I am developing an iPhone app that places multiple custom UIViews as subviews in a UIScrollView. The subviews are placed on top of each other as transparent views as each view has its own drawing routines that traces parts of the base view. The base view is a UIImageView that is typically a large image that I want the user to be able to pan and zoom in and out of.

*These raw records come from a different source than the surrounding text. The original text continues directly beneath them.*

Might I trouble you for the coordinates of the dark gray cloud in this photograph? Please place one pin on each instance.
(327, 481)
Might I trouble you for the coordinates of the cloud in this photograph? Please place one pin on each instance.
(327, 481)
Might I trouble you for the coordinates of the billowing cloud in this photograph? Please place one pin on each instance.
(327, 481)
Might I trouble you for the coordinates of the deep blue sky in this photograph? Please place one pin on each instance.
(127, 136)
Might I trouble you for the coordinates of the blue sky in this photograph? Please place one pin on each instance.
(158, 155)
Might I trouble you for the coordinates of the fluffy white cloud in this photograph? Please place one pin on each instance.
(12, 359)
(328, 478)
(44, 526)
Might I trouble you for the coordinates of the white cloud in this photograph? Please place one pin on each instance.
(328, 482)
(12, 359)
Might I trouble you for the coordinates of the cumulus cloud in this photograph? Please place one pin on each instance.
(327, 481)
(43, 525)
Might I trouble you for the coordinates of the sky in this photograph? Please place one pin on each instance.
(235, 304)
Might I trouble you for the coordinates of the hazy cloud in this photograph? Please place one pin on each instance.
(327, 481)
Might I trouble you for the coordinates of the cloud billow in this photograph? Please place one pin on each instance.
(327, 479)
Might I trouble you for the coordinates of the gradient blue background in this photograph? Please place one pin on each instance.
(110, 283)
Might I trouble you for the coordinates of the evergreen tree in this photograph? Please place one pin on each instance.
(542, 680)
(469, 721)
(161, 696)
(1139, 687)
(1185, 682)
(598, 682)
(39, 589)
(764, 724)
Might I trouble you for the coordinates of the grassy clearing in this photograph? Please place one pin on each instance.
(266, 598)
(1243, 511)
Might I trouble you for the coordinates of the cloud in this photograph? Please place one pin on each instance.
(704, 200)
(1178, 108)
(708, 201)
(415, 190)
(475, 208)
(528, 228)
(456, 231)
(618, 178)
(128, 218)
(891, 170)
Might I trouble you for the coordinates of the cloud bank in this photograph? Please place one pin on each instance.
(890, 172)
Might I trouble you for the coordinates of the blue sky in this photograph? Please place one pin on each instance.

The problem I am having is that when I zoom in and out of my UIScrollView, the subviews do not redraw themselves while the user is zooming. I can reposition and scale the subviews properly once the zoom is completed, but the user experience is less than desirable. I have not been able to find a way to either hide or redraw the subviews as the zoom is taking place to scale the subviews along with the ImageView.

Any ideas?

thanks!

Here is the code that I have implemented:

- (void)scrollViewDidEndZooming:(UIScrollView *)scrollView withView:(UIView *)view atScale:(float)scale {

 for (UIView *view in subViews)
 {
  [view updateView:scale];
 }
}

- (UIView *)viewForZoomingInScrollView:(UIScrollView *) scrollView {
 return imageView;
}
A: 

I don't know a proper way to implement it, but I have a work-around for you:

Since the viewForZoomingInScrollView is called right before the zooming and scrollViewDidEndZooming - right after, you could use the viewForZoomingInScrollView to call a method in a separate thread. That method will check the zoomScale of your UIScrollView each 100 milliseconds (or any other period that would look good) and will make all the needed changes. In scrollViewDidEndZooming you will stop the execution of the new method.

Michael Kessler
I tried this with a NSTimer instead of a thread, which I think is achieving the same thing. However, the performance is really bad in the simulator and makes the experience even worse. I think i'll just try and hide the subviews to see if that is a better experience.Perhaps I need to rethink how I'm designing the subviews and maybe just create a single view that handles all the rendering and detection of touch events.
Mike
A: 

In >=3.2 there is now: - (void)scrollViewDidZoom:(UIScrollView *)scrollView

So some day in the future this will be the sensible solution to this.

mclin
+1  A: 

The imageView that you are returning from viewForZoomingInScrollView: will be resized as the view zooms. You could implement setFrame: or the more standard layoutSubviews in that view to do your updating. The contentSize of the scroll view is also updated continually during zooming, so you could implement setContentSize: in a custom scroll view.